Do I need PID control for positional angle control?

Hello CD,
I am attempting to get the robot to turn to a specific angle and I have seen a lot of posts on CD about using PID control for turning to an angle, although it seems like I could just use a while loop to check the angle of the gyro while turning. Does anyone have any suggestions?

Thanks!!

So there’s two topics you’re hitting on at once here:

This is the difference between declarative and imperitive architectures. Or, in FRC parlance, TimedRobot vs. CommandBased.

This speaks to, within the chosen architecture, how to calculate motor commands from angle measurements and commands.

I think the gap is that you’re constructing the problem a notch or two simpler than a lot of folks here post about. That’s not a bad thing - simple solutions which are functional beat out complex solutions every day. But there is a gap if you’re looking to connect your current notion of the world with the posts you’re seeing.

To make a guess, I’m assuming when you say “while loop”, you’re implying something like this:

while(gyro.getAngle() < 45.0){
   leftMotor.set(1.0);
   rightMotor.set(-1.0);
}

leftMotor.set(0.0);
rightMotor.set(0.0);

This approach actually is a PID controller. It just makes a bunch of assumptions:

  1. kP is extremely large, such that motor commands are just “railed” at maximum for any non-zero error.
  2. The target (“desired”) angle is hardcoded to 45.0
  3. The robot only needs to rotate in one direction
  4. kI and kD are 0.0
  5. As soon as error crosses zero for the first time, you can stop the control action immediately.
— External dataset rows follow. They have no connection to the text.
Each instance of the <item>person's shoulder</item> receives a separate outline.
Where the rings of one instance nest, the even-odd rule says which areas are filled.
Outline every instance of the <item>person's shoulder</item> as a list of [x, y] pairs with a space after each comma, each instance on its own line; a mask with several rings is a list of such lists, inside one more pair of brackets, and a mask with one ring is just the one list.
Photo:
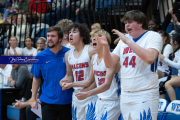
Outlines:
[[160, 34], [158, 32], [155, 31], [147, 31], [148, 35], [157, 35], [160, 36]]
[[11, 64], [7, 64], [6, 65], [8, 69], [12, 69], [12, 65]]
[[65, 46], [62, 46], [62, 50], [67, 52], [67, 51], [69, 51], [69, 50], [70, 50], [70, 48], [65, 47]]
[[22, 50], [24, 51], [24, 50], [27, 50], [27, 48], [25, 47], [25, 48], [22, 48]]
[[45, 49], [45, 50], [43, 50], [43, 51], [41, 51], [40, 53], [38, 53], [36, 56], [46, 56], [45, 54], [47, 54], [48, 52], [47, 52], [47, 50]]
[[172, 48], [172, 45], [171, 45], [171, 44], [167, 44], [167, 45], [165, 46], [165, 48]]
[[28, 70], [28, 68], [27, 68], [27, 66], [26, 65], [20, 65], [20, 67], [19, 67], [19, 70]]
[[178, 56], [180, 56], [180, 49], [176, 51], [176, 53]]
[[34, 51], [34, 50], [37, 50], [37, 49], [33, 47], [32, 50]]
[[23, 50], [23, 48], [16, 47], [17, 50]]
[[70, 51], [69, 48], [62, 46], [61, 54], [65, 54], [66, 52]]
Separately, this is a declarative structure - the code declares the steps you want your robot to take over time: first move to the angle, and then stop once you get there.
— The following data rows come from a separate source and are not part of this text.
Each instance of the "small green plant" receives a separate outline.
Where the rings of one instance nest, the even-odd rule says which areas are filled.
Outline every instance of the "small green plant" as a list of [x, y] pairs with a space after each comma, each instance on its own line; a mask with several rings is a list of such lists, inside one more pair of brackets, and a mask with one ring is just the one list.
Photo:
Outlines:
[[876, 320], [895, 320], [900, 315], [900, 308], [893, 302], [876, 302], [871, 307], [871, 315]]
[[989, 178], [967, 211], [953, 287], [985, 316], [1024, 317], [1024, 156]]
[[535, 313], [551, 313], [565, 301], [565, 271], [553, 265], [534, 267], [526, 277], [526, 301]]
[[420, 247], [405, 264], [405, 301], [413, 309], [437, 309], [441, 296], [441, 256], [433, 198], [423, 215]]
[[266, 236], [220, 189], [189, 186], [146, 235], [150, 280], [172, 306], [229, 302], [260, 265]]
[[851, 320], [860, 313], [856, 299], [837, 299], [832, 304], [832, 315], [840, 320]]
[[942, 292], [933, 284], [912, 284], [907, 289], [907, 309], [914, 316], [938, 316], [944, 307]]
So, why would someone say you can’t do this? It’s not because your logic itself is flawed, it’s because the assumptions around writing exactly that code in TimedRobot aren’t quite right:

  1. Consider that usually, there are other things that need to happen. Intakes need to run, shooters need to be controlled, dashboards updated, LED’s need to be blinked :slight_smile: . The whole time you’re in the while loop, you’re doing nothing but drivetrain and gyro. While this keeps drivetrain and gyro happy, it generally won’t produce the desired behavior in other parts of the robot.
  2. You might need to rotate to angles other than 45.0, sometimes which means you have to go left or right (not just one direction).
  3. Sometimes I = D = 0 and P = many isn’t the right set of gains. Depends on the system being controlled, and the desired outcome of motion.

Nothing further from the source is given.